Tuesday 10:30:00 AM 12:00:00 PM
Statistical Analysis: State of the Art

Chair: Loo Hay Lee (National University of Singapore)

Statistical Analysis of Simulation Output: State of the Art
Christos Alexopoulos (Georgia Institute of Technology)

This paper reviews statistical methods for analyzing output data from computer simulations. Specifically, it focuses on the estimation of steady-state system parameters. The estimation techniques include the replication/deletion approach, the regenerative method, the batch means method, and methods based on standardized time series.

Tuesday 1:30:00 PM 3:00:00 PM
Ranking and Selection

Chair: E. Chen (BASF Corporation)

Recent Advances in Ranking and Selection
Seong-Hee Kim (Georgia Institute of Technology) and Barry L. Nelson (Northwestern University)

This tutorial provides an overview on recent advances made in ranking and selection (R&S) for selecting the best simulated system and discusses challenges that still exist in the field. We focus on indifference-zone R&S procedures that provide a guaranteed probability of correct selection when the best system is at least a user-specified amount better than the other systems.

Tuesday 3:30:00 PM 5:00:00 PM
Real Options Valuation

Chair: Jeff Hong (Hong Kong University of Science and Technology)

Real Options Valuation
Barry R. Cobb (Virginia Military Institute) and John M. Charnes (The University of Kansas)

Managerial flexibility has value. The ability of their managers to make smart decisions in the face of volatile market and technological conditions is essential for firms any competitive industry. This advanced tutorial describes the use of Monte Carlo simulation and stochastic optimization for the valuation of real options that arise from the abilities of managers to influence the cash flows of the projects under their control. Option pricing theory supplements discounted cash flow methods of valuation by considering managerial flexibility. Managers' options to take actions that affect real investment projects are comparable to options on the sale or purchase of financial assets. Just as a financial option derives its value from the the price movements of the underlying financial asset, a real option derives its value from the fluctuations of the cash flows generating the value of the investment project.
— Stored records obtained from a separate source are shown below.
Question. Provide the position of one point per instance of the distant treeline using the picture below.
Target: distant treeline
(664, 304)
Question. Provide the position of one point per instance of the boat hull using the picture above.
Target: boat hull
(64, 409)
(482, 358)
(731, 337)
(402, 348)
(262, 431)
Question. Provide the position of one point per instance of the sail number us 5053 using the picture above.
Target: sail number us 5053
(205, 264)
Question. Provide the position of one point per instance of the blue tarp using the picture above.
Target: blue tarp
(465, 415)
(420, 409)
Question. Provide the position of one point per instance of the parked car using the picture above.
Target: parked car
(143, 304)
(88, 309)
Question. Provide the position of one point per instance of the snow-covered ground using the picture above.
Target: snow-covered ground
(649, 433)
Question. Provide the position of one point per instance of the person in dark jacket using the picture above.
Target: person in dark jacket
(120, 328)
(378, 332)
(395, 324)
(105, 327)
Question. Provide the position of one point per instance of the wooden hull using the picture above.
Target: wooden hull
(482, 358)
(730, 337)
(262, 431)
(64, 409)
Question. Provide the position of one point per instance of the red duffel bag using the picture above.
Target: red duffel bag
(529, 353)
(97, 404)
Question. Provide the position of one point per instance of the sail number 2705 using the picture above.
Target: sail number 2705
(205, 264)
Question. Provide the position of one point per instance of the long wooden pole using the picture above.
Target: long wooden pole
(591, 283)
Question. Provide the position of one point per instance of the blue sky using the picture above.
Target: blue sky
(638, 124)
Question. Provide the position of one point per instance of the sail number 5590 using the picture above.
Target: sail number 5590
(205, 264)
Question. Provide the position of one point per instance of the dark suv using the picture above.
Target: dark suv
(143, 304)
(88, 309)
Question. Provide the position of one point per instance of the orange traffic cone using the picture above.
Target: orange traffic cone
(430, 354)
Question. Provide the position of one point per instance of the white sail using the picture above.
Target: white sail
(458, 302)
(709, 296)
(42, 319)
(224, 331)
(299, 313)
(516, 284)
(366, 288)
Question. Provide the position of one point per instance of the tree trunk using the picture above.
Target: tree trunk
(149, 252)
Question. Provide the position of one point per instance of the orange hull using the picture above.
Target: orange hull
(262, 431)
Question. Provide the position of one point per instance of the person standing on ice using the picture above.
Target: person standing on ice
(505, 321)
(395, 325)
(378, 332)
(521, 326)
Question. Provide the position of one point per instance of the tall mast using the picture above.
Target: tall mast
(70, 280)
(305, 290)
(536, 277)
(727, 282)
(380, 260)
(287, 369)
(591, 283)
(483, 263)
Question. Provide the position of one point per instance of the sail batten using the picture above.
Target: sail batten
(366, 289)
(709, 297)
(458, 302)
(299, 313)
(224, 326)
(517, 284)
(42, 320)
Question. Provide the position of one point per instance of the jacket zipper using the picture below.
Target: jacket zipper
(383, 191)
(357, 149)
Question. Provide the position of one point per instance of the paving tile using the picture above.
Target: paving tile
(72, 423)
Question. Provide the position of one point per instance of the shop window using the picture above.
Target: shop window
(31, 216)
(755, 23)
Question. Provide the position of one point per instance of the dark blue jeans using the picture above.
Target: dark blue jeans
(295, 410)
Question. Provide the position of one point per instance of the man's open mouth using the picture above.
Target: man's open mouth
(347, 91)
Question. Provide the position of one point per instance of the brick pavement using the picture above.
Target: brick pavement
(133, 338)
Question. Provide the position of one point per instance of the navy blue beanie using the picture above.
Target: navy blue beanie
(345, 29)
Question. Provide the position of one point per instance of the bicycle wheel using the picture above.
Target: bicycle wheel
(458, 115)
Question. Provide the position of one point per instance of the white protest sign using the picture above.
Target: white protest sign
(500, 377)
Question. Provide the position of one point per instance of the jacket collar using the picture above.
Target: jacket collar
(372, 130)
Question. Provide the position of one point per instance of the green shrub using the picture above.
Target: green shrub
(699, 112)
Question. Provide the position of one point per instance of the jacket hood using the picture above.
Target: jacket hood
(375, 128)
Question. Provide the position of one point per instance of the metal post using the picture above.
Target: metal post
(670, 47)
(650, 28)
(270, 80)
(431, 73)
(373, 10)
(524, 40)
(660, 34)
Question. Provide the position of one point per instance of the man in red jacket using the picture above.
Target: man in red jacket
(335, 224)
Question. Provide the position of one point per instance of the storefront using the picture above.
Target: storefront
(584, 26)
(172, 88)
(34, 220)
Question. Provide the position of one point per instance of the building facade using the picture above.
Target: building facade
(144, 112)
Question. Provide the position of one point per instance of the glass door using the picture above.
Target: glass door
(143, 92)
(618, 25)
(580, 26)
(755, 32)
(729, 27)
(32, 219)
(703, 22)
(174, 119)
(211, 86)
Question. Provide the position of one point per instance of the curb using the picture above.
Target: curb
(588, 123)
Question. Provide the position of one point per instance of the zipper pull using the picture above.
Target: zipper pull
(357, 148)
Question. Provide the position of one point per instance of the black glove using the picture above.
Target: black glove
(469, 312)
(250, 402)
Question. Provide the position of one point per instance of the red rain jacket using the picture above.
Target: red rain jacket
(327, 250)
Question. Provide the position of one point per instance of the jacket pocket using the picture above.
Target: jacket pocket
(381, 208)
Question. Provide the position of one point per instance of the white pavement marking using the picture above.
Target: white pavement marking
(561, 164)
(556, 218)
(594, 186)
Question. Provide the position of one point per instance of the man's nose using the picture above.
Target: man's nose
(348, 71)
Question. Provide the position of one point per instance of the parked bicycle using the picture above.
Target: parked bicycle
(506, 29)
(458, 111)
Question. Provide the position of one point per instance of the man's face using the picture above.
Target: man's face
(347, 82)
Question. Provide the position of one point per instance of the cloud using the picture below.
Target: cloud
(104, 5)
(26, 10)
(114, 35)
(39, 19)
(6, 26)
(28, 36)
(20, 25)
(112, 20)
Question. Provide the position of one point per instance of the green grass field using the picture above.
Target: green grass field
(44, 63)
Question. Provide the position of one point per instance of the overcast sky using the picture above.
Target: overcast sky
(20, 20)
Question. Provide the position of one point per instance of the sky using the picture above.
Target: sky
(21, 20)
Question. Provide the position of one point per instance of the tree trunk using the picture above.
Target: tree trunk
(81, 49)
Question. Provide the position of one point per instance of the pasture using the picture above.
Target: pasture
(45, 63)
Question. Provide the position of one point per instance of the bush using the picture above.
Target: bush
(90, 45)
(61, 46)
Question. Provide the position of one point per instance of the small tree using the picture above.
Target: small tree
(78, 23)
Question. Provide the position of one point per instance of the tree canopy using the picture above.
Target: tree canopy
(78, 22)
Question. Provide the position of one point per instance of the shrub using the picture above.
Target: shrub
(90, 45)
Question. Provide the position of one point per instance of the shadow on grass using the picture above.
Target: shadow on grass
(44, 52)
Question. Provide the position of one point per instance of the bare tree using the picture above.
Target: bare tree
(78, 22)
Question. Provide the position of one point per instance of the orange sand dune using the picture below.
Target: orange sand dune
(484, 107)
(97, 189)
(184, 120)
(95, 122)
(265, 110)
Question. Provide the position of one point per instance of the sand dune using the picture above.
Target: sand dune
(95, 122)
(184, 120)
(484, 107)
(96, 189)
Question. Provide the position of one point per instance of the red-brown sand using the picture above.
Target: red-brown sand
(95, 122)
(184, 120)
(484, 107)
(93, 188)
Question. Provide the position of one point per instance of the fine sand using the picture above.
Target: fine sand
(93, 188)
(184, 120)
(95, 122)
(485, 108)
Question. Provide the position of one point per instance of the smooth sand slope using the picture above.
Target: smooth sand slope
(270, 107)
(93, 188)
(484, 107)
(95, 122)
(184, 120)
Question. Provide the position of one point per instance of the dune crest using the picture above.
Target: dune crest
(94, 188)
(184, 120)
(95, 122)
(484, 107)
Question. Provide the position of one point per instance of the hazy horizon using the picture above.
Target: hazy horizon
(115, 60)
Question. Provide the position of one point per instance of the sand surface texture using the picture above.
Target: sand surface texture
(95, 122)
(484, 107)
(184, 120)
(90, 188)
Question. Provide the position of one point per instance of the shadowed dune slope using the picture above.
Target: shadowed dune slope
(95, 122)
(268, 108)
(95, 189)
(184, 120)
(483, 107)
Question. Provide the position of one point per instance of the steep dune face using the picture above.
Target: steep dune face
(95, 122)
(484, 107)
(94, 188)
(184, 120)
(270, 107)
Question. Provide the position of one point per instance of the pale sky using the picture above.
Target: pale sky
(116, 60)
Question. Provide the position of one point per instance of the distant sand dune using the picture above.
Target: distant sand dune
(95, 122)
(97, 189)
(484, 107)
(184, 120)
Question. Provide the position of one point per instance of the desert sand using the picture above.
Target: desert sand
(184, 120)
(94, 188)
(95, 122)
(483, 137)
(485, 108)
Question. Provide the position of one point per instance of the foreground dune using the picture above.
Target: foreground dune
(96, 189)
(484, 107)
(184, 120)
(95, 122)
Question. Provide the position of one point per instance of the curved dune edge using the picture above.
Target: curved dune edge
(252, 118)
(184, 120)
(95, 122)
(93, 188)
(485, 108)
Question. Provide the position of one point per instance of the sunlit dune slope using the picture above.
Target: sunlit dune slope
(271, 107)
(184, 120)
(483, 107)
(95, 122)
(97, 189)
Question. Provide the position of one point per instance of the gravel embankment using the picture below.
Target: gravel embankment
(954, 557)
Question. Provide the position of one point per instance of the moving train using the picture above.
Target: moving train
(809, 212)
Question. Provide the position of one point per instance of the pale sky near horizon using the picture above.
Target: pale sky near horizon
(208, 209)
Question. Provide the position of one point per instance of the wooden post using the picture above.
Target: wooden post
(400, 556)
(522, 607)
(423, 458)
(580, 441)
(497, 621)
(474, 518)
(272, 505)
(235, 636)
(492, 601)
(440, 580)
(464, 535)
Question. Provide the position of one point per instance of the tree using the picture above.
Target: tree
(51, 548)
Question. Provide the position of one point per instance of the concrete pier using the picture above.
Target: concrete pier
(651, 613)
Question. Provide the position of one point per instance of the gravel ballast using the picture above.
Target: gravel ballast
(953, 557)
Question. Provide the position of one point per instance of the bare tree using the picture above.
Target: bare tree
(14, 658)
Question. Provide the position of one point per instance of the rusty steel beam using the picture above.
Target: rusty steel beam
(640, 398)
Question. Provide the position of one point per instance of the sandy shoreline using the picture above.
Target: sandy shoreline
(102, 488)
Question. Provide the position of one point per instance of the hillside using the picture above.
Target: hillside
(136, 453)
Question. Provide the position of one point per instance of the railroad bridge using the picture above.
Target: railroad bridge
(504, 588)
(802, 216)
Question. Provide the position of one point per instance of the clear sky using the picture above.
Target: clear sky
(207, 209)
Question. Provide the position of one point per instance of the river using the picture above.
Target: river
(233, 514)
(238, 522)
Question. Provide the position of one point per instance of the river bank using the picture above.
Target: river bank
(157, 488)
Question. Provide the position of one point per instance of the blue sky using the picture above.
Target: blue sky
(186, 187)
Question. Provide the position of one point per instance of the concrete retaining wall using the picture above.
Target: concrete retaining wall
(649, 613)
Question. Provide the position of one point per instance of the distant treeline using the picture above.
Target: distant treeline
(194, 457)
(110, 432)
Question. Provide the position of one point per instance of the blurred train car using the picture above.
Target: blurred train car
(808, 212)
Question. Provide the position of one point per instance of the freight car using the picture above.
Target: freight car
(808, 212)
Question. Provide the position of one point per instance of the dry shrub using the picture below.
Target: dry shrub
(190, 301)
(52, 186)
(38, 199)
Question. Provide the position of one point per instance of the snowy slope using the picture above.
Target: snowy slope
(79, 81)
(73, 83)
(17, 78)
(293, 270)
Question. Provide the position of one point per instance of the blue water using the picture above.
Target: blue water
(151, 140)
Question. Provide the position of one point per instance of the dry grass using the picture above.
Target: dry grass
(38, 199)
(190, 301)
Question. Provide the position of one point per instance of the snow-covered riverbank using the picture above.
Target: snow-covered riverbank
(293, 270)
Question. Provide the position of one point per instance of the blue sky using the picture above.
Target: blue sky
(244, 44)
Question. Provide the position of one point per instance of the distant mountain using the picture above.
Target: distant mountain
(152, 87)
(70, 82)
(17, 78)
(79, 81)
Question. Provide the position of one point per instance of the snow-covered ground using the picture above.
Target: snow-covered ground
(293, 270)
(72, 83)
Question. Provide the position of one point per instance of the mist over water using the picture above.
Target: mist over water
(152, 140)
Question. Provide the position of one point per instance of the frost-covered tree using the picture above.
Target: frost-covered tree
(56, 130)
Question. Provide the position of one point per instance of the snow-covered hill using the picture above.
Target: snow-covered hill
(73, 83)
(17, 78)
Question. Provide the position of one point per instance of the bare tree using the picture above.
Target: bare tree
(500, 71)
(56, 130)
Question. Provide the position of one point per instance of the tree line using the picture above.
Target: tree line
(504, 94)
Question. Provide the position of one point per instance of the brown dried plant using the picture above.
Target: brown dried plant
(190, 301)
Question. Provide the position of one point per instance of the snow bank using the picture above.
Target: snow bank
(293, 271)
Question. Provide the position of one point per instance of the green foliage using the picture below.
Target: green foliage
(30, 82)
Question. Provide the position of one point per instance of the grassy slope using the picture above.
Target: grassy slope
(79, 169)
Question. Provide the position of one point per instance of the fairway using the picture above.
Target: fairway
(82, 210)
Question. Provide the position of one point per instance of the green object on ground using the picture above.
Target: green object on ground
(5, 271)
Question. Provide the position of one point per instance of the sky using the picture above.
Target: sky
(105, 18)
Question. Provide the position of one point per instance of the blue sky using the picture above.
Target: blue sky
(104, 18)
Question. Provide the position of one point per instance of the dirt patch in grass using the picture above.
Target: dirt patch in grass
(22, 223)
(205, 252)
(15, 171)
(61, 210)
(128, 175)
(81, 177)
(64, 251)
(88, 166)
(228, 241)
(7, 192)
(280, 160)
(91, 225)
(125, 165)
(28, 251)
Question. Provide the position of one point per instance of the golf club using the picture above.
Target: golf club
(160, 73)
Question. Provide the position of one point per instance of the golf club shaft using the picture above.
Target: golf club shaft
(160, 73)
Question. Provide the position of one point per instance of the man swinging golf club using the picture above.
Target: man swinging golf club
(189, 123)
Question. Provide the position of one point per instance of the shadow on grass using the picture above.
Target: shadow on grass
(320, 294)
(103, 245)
Wednesday 8:30:00 AM 10:00:00 AM
Regression Models and Experiment Designs

Chair: Kathryn Hoad (University of Southampton)

Regression Models and Experimental Designs: A Tutorial for Simulation Analysts
Jack P. C. Kleijnen (Tilburg University)

This tutorial explains the basics of linear regression metamodels - especially low-order polynomials - and the corresponding statistical designs---namely, fractional factorial designs of resolution III (Plackett-Burman designs), IV (accounting for interactions), V (estimating individual interactions), and Central Composite Designs (CCDs, for second-order polynomial metamodels). This tutorial assumes `white noise', which means that the residuals of the fitted linear regression metamodel are normally, independently, and identically distributed with zero mean. This metamodel requires validation. The tutorial gathers statistical results that are scattered throughout the literature on mathematical statistics, and presents these results in a form that is understandable to simulation analysts.

Wednesday 10:30:00 AM 12:00:00 PM
Tackling the Right Problem: Hard and Soft Methods

Chair: Stewart Robinson (University of Warwick)

Making Sure You Tackle the Right Problem: Linking Hard and Soft Methods in Simulation Practice
Michael Pidd (Lancaster University Management School)

As well as knowledge of computing, statistics and modelling, a successful simulation analyst needs to develop ways to understand the important features of an application domain. The last two decades have seen the increasing use of ‘soft’ approaches to help analysts structure the problems they are asked to tackle. The idea is to help ensure that the right problem is tackled. The complementary use of these problem structuring approaches with the technical side of computer simulation offers the prospect of better simulation practice. This advanced tutorial introduces some of these structuring approaches and discusses how they can be used in simulation projects, paying attention to the different ways in which simulation models are used.